Quelques critiques modernes ont bien prétendu que les versets du début du deuxième chapitre de la Genèse sont loin de prouver que l'institution du sabbat soit antérieure à Moïse, car on n'en trouve aucune autre mention dans toute l'histoire postérieure jusqu'à l'avènement du grand législateur. Mais des faits et des locutions en grand nombre attestent que lorsque le sabbat fait son apparition au temps de Moïse, ce n'est point à la façon d'une institution entièrement nouvelle. La Bible aurait-elle dit:« Souviens-toi du jour du sabbat pour le sanctifier », s'il n'avait pas été connu et même observé auparavant ? De même les Hébreux ne se seraient pas spontanément abstenus d'aller ramasser la manne ce jour là en prenant chacun la veille une double ration, s'ils n'avaient précédemment appris à distinguer cette journée entre toutes les autres. Aussi les Docteurs enseignent-ils que c'est à Mara que le commandement du sabbat ainsi que les lois judiciaires furent communiqués à Israël d'une manière définitive, mais que les Hébreux avaient déjà une certaine connaissance du premier pendant leur séjour en Egypte.

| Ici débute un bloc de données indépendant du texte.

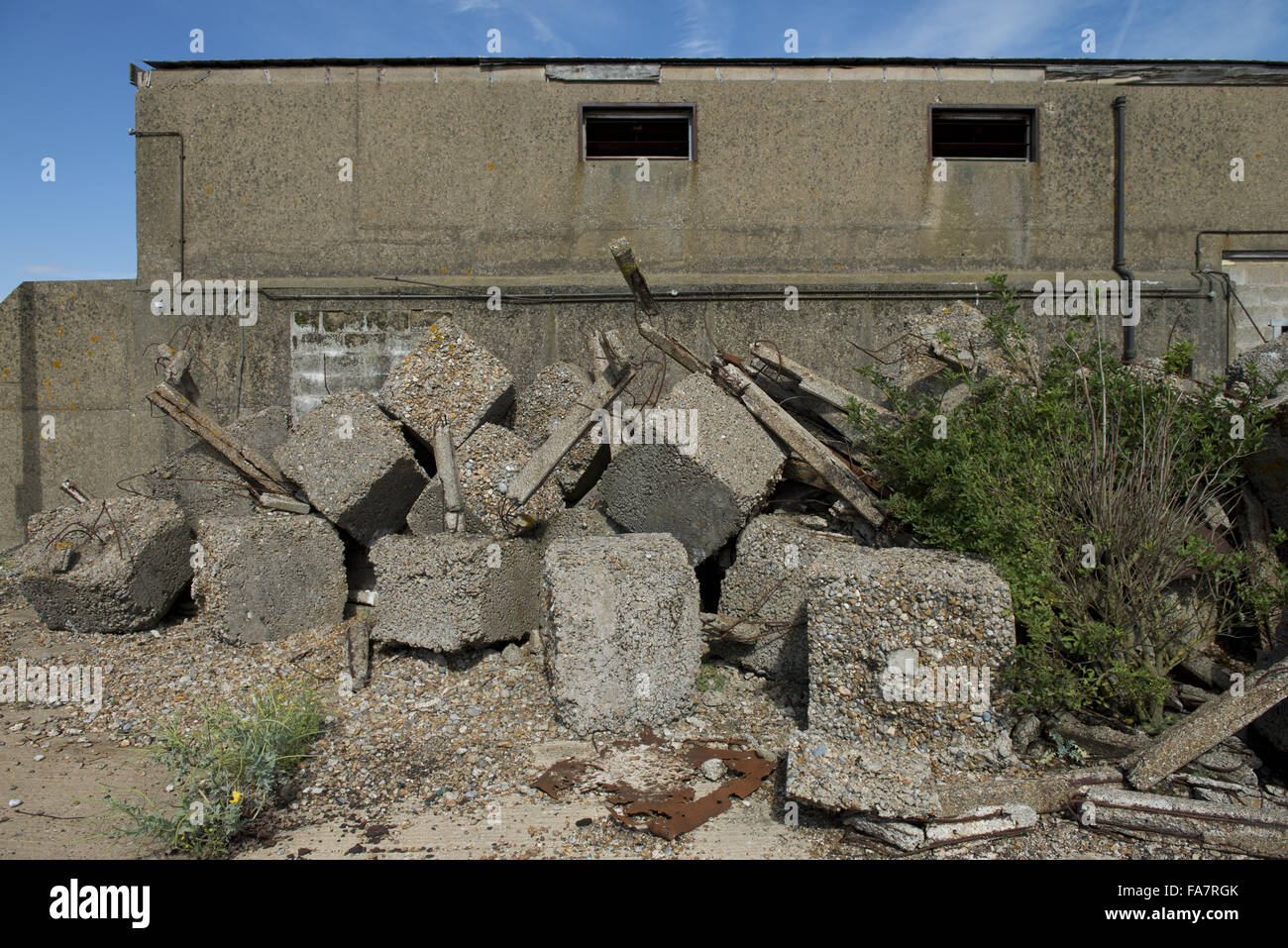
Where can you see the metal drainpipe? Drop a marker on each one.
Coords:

Les exégètes qui ne voient dans l'observance sabbatique qu'un précepte exclusivement israélite, auquel par conséquent les prosélytes de justice seraient seuls soumis, font valoir que le motif invoqué par l'Exode pour la célébration du septième jour est le souvenir de la délivrance d'Egypte. Le sabbat n'aurait donc pas le caractère de précepte universel et ne concernerait en rien le Noachide. Mais c'est se tromper grandement que de croire que l'Ecriture motive ainsi le commandement [2] du sabbat. La mention qu'elle fait, en cet endroit, de la sortie d'Egypte est un appel à l'obéissance israélite et non une raison intrinsèque de l'institution. Cela est si vrai qu'elle se trouve réitérée à propos de beaucoup d'autres préceptes qui n'ont aucun rapport avec le fait en question et que parfois aussi elle est rappelée pour réclamer la fidélité à toute la Loi en général.

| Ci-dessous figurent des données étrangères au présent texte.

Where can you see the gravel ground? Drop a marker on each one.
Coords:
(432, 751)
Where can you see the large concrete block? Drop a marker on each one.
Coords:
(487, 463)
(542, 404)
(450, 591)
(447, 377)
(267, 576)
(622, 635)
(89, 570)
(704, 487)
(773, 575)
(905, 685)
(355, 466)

L'observation du sabbat par les Gentils, dont nous découvrons des traces indéniables dans l'histoire, n'est donc nullement en contradiction avec l'Ecriture, pour ceux du moins qui, sans embrasser tout le mosaïsme, se convertissaient au Dieu d'Israël; elle n'eût pu faire d'ailleurs autrement l'objet d'aucune législation spéciale de la part des Rabbins.